The first piece of information I share with you is a quote from an unknown source:

the energy we expend defending and protecting unhealthy patterns, thoughts, behaviors, attachments could be spent practicing health

Voila! Right on! This energy we have within us is ours to do with as we choose. And yes, we may not have been taught ways to use our life and life-force to live life fully and it may feel like a daunting task to shift how we use our energy, but we can know that we COULD, if we chose to, use our energy to practice health. Yes. Yes. Yes.

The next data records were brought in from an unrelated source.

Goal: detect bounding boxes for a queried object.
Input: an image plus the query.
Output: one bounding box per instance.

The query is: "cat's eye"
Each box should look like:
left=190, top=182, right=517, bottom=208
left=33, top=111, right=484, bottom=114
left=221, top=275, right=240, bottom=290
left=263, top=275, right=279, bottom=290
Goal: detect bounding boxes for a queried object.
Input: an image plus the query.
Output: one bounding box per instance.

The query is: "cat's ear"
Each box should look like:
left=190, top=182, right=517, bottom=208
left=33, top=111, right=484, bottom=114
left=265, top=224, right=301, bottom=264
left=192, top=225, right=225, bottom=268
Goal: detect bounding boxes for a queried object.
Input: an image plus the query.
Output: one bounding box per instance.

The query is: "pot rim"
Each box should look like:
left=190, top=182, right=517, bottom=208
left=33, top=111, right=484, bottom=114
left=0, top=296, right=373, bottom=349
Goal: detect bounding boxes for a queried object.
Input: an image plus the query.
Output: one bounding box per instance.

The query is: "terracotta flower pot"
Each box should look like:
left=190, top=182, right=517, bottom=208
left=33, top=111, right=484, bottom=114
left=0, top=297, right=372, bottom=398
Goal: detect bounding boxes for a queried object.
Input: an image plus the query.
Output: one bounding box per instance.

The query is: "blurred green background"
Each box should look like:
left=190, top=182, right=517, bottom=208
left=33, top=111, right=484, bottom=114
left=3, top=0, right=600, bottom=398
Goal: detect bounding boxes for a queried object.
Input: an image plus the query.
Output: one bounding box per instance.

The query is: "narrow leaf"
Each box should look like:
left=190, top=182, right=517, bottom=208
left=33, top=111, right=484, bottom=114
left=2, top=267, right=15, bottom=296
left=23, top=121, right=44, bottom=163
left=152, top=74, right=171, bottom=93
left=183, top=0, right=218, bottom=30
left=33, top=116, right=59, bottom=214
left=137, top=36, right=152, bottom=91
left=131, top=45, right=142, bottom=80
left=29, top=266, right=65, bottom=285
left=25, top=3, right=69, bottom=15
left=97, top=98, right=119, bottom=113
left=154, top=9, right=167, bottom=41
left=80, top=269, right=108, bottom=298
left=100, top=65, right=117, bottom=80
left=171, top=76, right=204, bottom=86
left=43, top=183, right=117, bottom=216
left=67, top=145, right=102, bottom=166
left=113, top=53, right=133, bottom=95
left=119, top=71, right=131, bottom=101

The second piece of information is a nicely written essay on the practice of Constructive Rest, which anyone who has been a client of mine in either of my professional worlds should recognize as one of the key daily practices I suggest for supporting one’s health. Constructive Rest is normally done in the semi-supine position, which means lying on one’s back with knees bent and feet placed standing on the floor; however, in this essay she offers the practice with a twist, she outlines the practice of Seated Constructive Rest. Although her intended audience seems to be the harried New Yorker waiting for the subway, I invite you, my Midwestern friends, to enjoy this piece and use it as an inspiration to become more mindful and proactive about how you use your body throughout your day - even and especially if you spend your day seated.

As she says in the article, this is not a substitute for the lying down version or for taking part in other more active movement in your day, but it is an accessible option for you to gently transform possibly unhealthy patterns of posture while just living your every day life!

Practicing seated constructive rest is an opportunity to expend your energy to create more presence, relaxation, alertness and confidence in your day.

And it is yet another easily accessible tool that you can wield in your practice of health if you choose and you can do this one without ever leaving your chair!